Once on this Island
- Caroline Russell-King
- 7 days ago
- 2 min read
Postcard Review by Caroline Russell-King
Show – Once on this Island
Playwright/s/Composer/s – Music and book by Lynn Ahrens music by Stephen Flaherty based on the book My Love, My Love by Rosa Guy.
Production Company/Theatre space – StoryBook Theatre at The Beddington Arts Centre
Length – 2 Act, 135 minutes (one intermission)
Genre/s – Musical Tragedy
Premise – When a young indigenous islander finds an injured fair skinned French colonizer she nurses him back to health, falls in love, goes to his gated community, sleeps with him, dances for others, finds out he has a fiancé, and (spoiler) dies of despair outside the city gates turning into a tree to shade his future family.
Why this play? Why now? – The show has a large BIPOC cast, which is greatan but teaches kids:
1. Girls should sacrifice their health at the expense of a man, refusing food and sleep to take care of him.
2. Gods claim to be all powerful but cannot intervene to help believers in peril.
3. A god can encourage a girl to murder for revenge relieving her of her autonomy.
4. When a man who deceives and lies to a woman by omission, she can still want to marry him, have his children, and live happily in a house with a tree.
5. Fiancés who find out their soon-to-be husband has taken a lover, should still go through with the marriage.
6. Dying alone without a man, in despair, lying on dirt, not eating or sleeping is more noble than getting on with life.
7. A family can take comfort that their dead decomposing daughter fertilizes to a tree and hasn’t died in vain because the tree weakens a wall. This symbolizes a unity of cultures.

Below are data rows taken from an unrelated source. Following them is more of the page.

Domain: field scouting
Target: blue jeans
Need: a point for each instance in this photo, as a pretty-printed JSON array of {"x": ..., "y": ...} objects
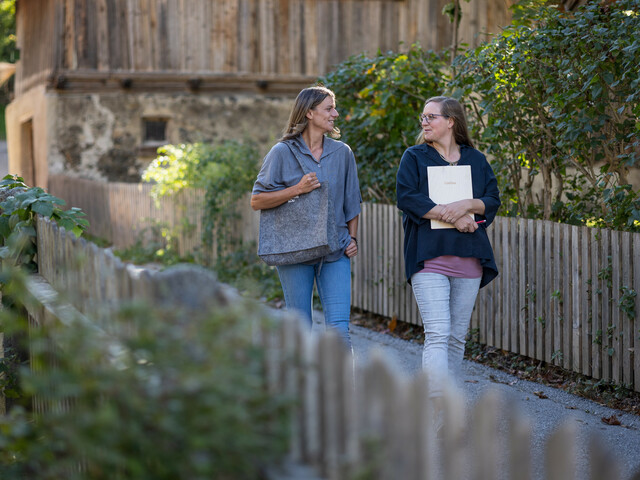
[
  {"x": 445, "y": 305},
  {"x": 333, "y": 280}
]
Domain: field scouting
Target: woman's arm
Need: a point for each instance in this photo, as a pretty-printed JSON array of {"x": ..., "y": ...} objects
[
  {"x": 266, "y": 200},
  {"x": 452, "y": 212}
]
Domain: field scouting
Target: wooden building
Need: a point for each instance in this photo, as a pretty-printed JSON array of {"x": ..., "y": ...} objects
[{"x": 101, "y": 83}]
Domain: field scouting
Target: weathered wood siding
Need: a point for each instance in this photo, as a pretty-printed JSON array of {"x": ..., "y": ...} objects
[
  {"x": 265, "y": 37},
  {"x": 565, "y": 295}
]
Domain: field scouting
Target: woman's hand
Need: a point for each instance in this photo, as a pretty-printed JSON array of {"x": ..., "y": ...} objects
[
  {"x": 453, "y": 212},
  {"x": 308, "y": 183},
  {"x": 465, "y": 224},
  {"x": 352, "y": 248}
]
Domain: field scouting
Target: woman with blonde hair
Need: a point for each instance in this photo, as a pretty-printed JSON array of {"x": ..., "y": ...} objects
[{"x": 307, "y": 142}]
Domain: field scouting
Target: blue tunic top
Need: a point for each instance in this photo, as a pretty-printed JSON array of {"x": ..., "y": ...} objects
[
  {"x": 337, "y": 166},
  {"x": 420, "y": 241}
]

Curiosities – Why does the former younger self go to herself as she dies and then happily sandwiches herself between her grieving parents? Is this a past memory in a present moment? Wouldn’t it have been great to see the theatrical transformation from human to tree? As my companion inquired, was this based on the Greek myth of Appollo and Daphne?
Notable Moment – A pretend god gives a real weapon to a mortal to slaughter her beloved.
Notable writing – This won an Olivier and Tony nominations for Best Musical, Book and Score.
Notable performances – Leading a cast of 26, the very talented Abiola Famakinwa is riveting. The chemistry between her and charismatic lover Joshua Jack Matabio crackles.
Notable design/Production – Natalia Cortez, mentored by JP Thibodeau, has created a dynamic set design. Thibodeau also gives a master class on lighting design.
Notable direction – Janelle Cooper’s stage direction is sometimes confusing.
One reason to see this show – Famakinwa (and all the joy on the young faces in the show).